Rechtskräftige Anklage: Polizist soll Enkelinnen missbraucht haben

Ein einst führender Polizeibeamter muss wegen der Vorwürfe schwerer Verbrechen vor Gericht.
Feldkirch Der Pflegesohn des nunmehr Angeklagten ist bereits im September nicht rechtskräftig wegen mehrerer Sexualdelikte im Verwandtenkreis am Landesgericht Feldkirch verurteilt worden (die VN berichteten). Nun ist auch sein einstiger Pflegevater, damals einst ein hochrangiger Polizeibeamter, angeklagt. Auch bei ihm geht es unter anderem um eine Vielzahl an Sexualdelikten. Der heute 75-Jährige, einst geschätzter Fachmann in einem Spezialbereich, bestreitet jedoch sämtliche ihm vorgeworfenen Sexualdelikte. Zum Rest der Vorwürfe wie unerlaubter Waffenbesitz, Verletzung des Amtsgeheimnisses gäbe es Erklärungen.
Was die Schilderungen der angeblichen Opfer, seine beiden Enkelinnen, betrifft, sei alles “erfunden und verlogen”. Einige Verwandte des Angeklagten stimmen dem zu. Bei einem Kind begannen die Übergriffe laut Anklage im Alter von neun Jahren, bei der anderen Enkelin mit zwölf Jahren. Heute sind die beiden Frauen erwachsen. Gründe, warum sie erst spät ihr Schweigen brachen, gibt es mehrere.
“Fesselspiele”
Die beiden Mädchen hielten sich oft bei den Großeltern in der Dienstwohnung in Bregenz auf. „Als das eine Opfer neun Jahre alt war, musste es mit dem Opa einen Mittagsschlaf machen“, wird in der Anklage aufgeführt. Dabei kam es angeblich zu sexuellen Übergriffen. Diese wurden laut Anklage über zwei Jahre lang wiederholt praktiziert. Auch beim Italienurlaub soll es zu Missbräuchen gekommen sein, unter anderem „Fesselspiele“.
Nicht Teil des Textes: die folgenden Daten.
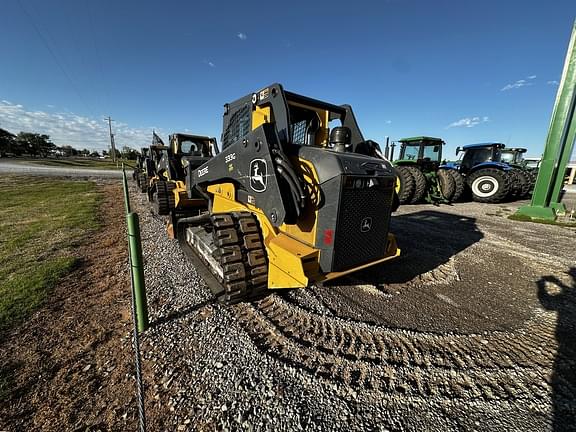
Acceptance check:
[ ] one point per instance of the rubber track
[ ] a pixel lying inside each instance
(499, 366)
(242, 256)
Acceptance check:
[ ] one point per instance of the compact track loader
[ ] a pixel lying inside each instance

Ein Mädchen soll dabei vor Schmerzen gejammert haben, doch der Opa meinte, es sollte sich entspannen, dann werde es angenehm. So schildert es zumindest die Anklagebehörde. Auch die zweite, damals zwölfjährige Enkelin schildert ein beinahe gleiches Vorgehen.
Mit Fotos eingeschüchtert
Die Mädchen hatten Angst. Zum einen galt der Mann als geschätzter Polizeibeamter, der “die Bösen einsperrt”. Zum anderen sahen sie oft die Dienstwaffe des Beamten und fürchteten sich. Nicht zuletzt – und das wird als Verletzung des Amtsgeheimnisses angeklagt – soll der Mann immer wieder Fotos von Tatorten, Leichenteilen, Brandleichen, von vom Zug getöteten Menschen und dergleichen herumgezeigt haben. Auch das machte den Kindern Angst. Laut Anklage soll der Ex-Polizist die Mädchen auch öfter nackt fotografiert haben.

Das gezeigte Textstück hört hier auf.